The second thing stated is that after
the waiting period expires, the wife is free to do whatever she deems appropriate
for herself. However, she should follow the norms of the society
in this matter. In other words, she should not indulge in any activity
which damages the repute, honor and integrity of the family nor the conventions
of society. If all this is kept in consideration, then no blame can be
caste on her or her guardians. Writes Imam Amin Ahsan Islahi:
What is implied is that one should not blame
and censure one another without any reason by equating all un-islamic customs
with Islam. On the one hand, a situation should not develop where the guardians
of the widow or the heirs of the deceased husband are censured due to the
implication that they got tired of the wife (thus letting her leave) much
before she could fully mourn the loss of her husband. On the other hand,
circumstances should not deteriorate to where the widow herself is censured
simply because she became interested in re-marrying soon after her husband’s
death. In all cases, only the bounds of the Almighty should be observed
and one should remember that the Almighty is aware of all the deeds of
His creatures.2
The third thing stated is that if a person
wants to marry a widow, then it is according to the norms that he confirm
his desire during her waiting period or inform her of his intentions in
a very tacit manner. However, it is not permitted that he, without considering
the sentiments of the affected family, send a marriage proposal to the
widow or make some hidden agreement with her. On such occasions, whatever
is said must never exceed the bounds of sympathy and expression of condolences.

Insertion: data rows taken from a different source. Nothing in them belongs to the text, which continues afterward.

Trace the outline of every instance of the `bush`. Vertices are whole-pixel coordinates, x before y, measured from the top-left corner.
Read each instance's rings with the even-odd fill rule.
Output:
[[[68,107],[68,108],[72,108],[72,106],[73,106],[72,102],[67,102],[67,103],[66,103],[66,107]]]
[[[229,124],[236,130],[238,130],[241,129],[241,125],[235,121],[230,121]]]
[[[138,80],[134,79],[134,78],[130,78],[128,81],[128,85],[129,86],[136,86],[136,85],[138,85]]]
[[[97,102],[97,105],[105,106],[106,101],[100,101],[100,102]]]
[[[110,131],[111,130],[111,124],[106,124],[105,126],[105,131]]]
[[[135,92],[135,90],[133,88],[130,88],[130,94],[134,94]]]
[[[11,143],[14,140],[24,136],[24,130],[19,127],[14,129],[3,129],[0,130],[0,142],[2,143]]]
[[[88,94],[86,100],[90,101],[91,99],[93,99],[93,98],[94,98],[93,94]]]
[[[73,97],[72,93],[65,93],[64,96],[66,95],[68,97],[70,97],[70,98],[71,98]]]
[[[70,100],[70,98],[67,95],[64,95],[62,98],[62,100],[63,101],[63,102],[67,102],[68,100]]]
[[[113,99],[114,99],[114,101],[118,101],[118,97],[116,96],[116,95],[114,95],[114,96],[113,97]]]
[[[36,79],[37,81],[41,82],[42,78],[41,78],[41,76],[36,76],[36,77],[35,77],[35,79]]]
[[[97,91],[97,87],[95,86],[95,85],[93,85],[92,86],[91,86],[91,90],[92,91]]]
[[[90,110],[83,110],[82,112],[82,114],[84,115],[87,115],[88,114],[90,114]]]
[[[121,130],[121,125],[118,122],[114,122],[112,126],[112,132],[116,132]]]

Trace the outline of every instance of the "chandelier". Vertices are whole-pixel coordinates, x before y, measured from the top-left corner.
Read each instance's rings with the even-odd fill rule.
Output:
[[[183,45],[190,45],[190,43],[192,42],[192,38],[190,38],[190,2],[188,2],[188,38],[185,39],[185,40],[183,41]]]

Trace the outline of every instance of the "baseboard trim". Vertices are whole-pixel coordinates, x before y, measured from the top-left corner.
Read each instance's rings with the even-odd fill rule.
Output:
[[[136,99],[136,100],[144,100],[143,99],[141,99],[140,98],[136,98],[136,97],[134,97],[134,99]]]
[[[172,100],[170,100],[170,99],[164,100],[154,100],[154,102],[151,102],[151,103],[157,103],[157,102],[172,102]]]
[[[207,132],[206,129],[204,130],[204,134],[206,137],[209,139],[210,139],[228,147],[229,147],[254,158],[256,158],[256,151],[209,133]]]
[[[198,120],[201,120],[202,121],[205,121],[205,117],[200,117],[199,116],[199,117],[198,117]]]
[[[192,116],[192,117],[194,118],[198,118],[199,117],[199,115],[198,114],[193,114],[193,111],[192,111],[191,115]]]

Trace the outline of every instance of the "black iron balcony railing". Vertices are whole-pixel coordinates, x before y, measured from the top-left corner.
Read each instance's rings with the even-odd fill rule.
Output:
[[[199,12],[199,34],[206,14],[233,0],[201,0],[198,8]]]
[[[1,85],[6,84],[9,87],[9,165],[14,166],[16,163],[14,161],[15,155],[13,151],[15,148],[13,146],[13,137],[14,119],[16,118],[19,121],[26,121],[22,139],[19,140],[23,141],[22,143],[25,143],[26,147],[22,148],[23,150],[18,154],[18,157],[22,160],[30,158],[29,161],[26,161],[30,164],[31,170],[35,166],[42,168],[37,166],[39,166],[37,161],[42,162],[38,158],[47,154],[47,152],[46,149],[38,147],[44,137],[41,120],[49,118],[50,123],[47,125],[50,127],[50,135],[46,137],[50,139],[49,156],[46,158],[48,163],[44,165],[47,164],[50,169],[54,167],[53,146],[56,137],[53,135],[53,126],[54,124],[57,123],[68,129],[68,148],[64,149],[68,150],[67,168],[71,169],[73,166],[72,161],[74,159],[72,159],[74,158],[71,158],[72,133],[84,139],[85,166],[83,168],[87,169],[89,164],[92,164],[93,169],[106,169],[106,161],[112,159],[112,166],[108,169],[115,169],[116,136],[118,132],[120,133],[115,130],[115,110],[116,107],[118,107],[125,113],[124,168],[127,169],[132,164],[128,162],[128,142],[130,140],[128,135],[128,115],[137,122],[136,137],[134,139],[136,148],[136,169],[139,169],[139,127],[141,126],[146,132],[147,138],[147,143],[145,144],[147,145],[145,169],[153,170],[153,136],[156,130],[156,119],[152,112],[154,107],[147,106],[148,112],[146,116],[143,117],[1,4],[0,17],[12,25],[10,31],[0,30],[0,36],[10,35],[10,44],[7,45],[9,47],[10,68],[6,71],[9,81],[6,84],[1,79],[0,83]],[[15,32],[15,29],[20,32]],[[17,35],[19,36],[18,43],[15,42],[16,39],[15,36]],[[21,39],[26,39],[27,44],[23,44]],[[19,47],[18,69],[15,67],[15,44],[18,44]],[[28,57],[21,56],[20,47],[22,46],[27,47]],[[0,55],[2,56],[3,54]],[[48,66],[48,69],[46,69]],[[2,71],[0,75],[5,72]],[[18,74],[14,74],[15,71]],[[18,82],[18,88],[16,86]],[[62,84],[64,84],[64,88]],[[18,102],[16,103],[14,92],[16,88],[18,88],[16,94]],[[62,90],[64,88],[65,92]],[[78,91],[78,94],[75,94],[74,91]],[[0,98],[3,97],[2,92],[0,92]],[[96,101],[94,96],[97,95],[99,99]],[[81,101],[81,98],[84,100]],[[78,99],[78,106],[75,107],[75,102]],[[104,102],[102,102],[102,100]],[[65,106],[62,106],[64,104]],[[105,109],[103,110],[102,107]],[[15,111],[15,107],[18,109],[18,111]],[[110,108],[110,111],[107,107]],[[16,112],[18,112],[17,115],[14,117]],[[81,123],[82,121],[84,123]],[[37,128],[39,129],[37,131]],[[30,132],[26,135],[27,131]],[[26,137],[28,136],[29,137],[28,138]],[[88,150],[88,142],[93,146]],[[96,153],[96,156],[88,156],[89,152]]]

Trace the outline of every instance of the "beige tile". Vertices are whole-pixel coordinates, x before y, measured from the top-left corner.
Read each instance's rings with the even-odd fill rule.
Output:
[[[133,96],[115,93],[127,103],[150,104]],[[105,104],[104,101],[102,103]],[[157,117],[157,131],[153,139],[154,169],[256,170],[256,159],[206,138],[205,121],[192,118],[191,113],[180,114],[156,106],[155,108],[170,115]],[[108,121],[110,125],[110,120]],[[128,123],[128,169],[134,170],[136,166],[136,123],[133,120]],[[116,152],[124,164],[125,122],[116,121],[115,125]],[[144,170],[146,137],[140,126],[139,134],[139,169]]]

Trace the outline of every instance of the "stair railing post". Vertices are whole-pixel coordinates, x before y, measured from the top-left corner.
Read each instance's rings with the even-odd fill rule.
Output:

Consequently, the verses forewarn a person that since it is definite that
he would express his intention in such a situation, it should not be in
the form of a marriage proposal or some hidden or open agreement. This
intention should be expressed in a manner that is befitting to the situation
and in accordance with the norms of the society. Of course, once the waiting
period expires, a person can decide to marry such a lady. At that time,
he cannot be blamed in any way.
It stems from this directive that
the behavior of the widow should also be befitting to the situation she
finds herself in. On these very grounds, the Prophet (sws) directed such
women to spend their ‘Iddat in the house of their deceased husband
in a state of mourning and to refrain from embellishing themselves. He
is reported to have said:
المتوفى عنها زوجها لا تلبس المعصفر من الثياب ولا الممشقة ولا الحلي ولا تختضب
ولا تكتحل )سنن
أبي داود ‘
رقم: 1960
(
A widow should not wear colored clothes, neither
golden nor red nor ochre. She should not adorn jewelry nor put on henna
or stain her eyes with antimony. (Abu Da’ud, No: 1960)

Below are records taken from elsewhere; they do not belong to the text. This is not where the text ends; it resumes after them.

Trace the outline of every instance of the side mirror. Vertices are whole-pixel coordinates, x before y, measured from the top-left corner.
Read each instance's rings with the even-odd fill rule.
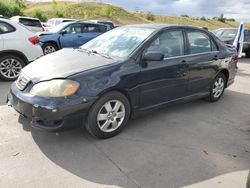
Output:
[[[67,34],[67,31],[66,31],[66,30],[62,30],[62,31],[61,31],[61,34],[62,34],[62,35],[65,35],[65,34]]]
[[[164,59],[164,54],[159,51],[146,52],[142,59],[146,61],[162,61]]]

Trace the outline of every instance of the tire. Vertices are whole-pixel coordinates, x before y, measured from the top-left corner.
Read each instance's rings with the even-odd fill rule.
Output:
[[[109,92],[91,107],[85,127],[97,138],[111,138],[122,131],[129,118],[130,103],[127,97],[119,92]]]
[[[4,55],[0,58],[0,79],[14,81],[18,78],[25,62],[15,55]]]
[[[246,185],[246,188],[250,188],[250,171],[249,171],[249,174],[247,176],[247,185]]]
[[[247,52],[246,52],[246,57],[247,57],[247,58],[250,58],[250,47],[249,47],[249,49],[248,49]]]
[[[43,45],[43,54],[48,55],[58,50],[57,45],[48,42]]]
[[[219,73],[216,76],[210,87],[209,96],[206,98],[208,102],[217,102],[220,100],[226,88],[226,81],[226,76],[223,73]]]

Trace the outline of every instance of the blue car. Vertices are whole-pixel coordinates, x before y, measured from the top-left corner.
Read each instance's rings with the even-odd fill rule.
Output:
[[[47,55],[62,48],[80,47],[108,30],[109,28],[104,24],[91,22],[61,23],[50,32],[43,32],[39,35],[40,45],[44,55]]]

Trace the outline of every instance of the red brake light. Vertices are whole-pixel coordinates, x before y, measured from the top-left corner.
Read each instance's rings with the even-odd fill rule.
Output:
[[[29,41],[30,41],[33,45],[36,45],[36,44],[38,44],[38,43],[40,42],[38,36],[30,37],[30,38],[29,38]]]

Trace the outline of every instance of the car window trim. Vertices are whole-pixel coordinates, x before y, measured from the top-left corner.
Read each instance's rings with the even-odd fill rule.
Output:
[[[201,53],[191,53],[191,52],[190,52],[190,43],[189,43],[189,39],[188,39],[188,32],[190,32],[190,31],[191,31],[191,32],[200,32],[200,33],[204,33],[205,35],[207,35],[207,36],[209,37],[209,39],[210,39],[211,51],[210,51],[210,52],[201,52]],[[215,41],[215,39],[214,39],[208,32],[202,31],[202,30],[199,30],[199,29],[195,29],[195,28],[188,28],[188,29],[186,29],[184,32],[186,33],[185,36],[186,36],[186,41],[187,41],[187,55],[211,53],[211,52],[217,52],[217,51],[220,50],[220,49],[219,49],[219,46],[218,46],[218,44],[217,44],[217,42]],[[215,51],[212,50],[212,43],[211,43],[211,41],[214,42],[214,44],[215,44],[217,50],[215,50]]]
[[[166,57],[163,60],[175,59],[175,58],[181,58],[181,57],[190,57],[190,56],[196,56],[196,55],[204,55],[204,54],[210,54],[210,53],[219,53],[219,52],[220,51],[211,51],[211,52],[202,52],[202,53],[196,53],[196,54],[186,54],[183,56]]]
[[[155,34],[155,36],[153,38],[150,39],[150,41],[147,42],[146,46],[142,50],[141,57],[145,53],[145,50],[148,49],[149,46],[152,44],[152,42],[155,41],[162,33],[164,33],[164,32],[172,32],[172,31],[180,31],[180,32],[182,32],[183,45],[184,45],[183,46],[184,54],[182,56],[187,55],[187,46],[186,46],[187,44],[186,44],[186,37],[185,37],[184,29],[183,28],[166,28],[166,29],[160,30],[158,33]],[[166,57],[163,60],[168,59],[168,58],[182,57],[182,56]]]
[[[1,32],[0,33],[0,35],[4,35],[4,34],[8,34],[8,33],[13,33],[13,32],[15,32],[16,31],[16,28],[13,26],[13,25],[11,25],[11,24],[9,24],[9,23],[7,23],[7,22],[5,22],[5,21],[0,21],[0,23],[4,23],[4,24],[6,24],[6,25],[9,25],[13,30],[12,31],[8,31],[8,32]]]

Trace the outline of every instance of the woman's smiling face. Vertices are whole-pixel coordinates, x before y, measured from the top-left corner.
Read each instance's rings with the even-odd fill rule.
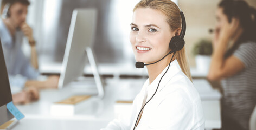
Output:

Should such a wife be provided with residence
and maintenance during this period? The Qur’an has answered this
question further down in the surah: Husbands should make a will
in favor of their wives for the provision of one year’s residence and maintenance,
except if the wives themselves leave the house or take any other similar
step3:
وَالَّذِينَ يُتَوَفَّوْنَ مِنْكُمْ وَيَذَرُونَ أَزْوَاجًا
وَصِيَّةً لِأَزْوَاجِهِمْ مَتَاعًا إِلَى الْحَوْلِ غَيْرَ إِخْرَاجٍ فَإِنْ
خَرَجْنَ فَلَا جُنَاحَ عَلَيْكُمْ فِي مَا فَعَلْنَ فِي أَنفُسِهِنَّ مِنْ
مَعْرُوفٍ وَاللَّهُ عَزِيزٌ حَكِيمٌ (2:
240)
And those of you who die and leave widows should
bequeath for their widows a year’s provision and [bequeath] that [in this
period] they shall not be turned out of their residences; but if they themselves
leave the residence, there is no blame on you for what they do with themselves
according to the norms of society. And Allah is Exalted in Power, Wise.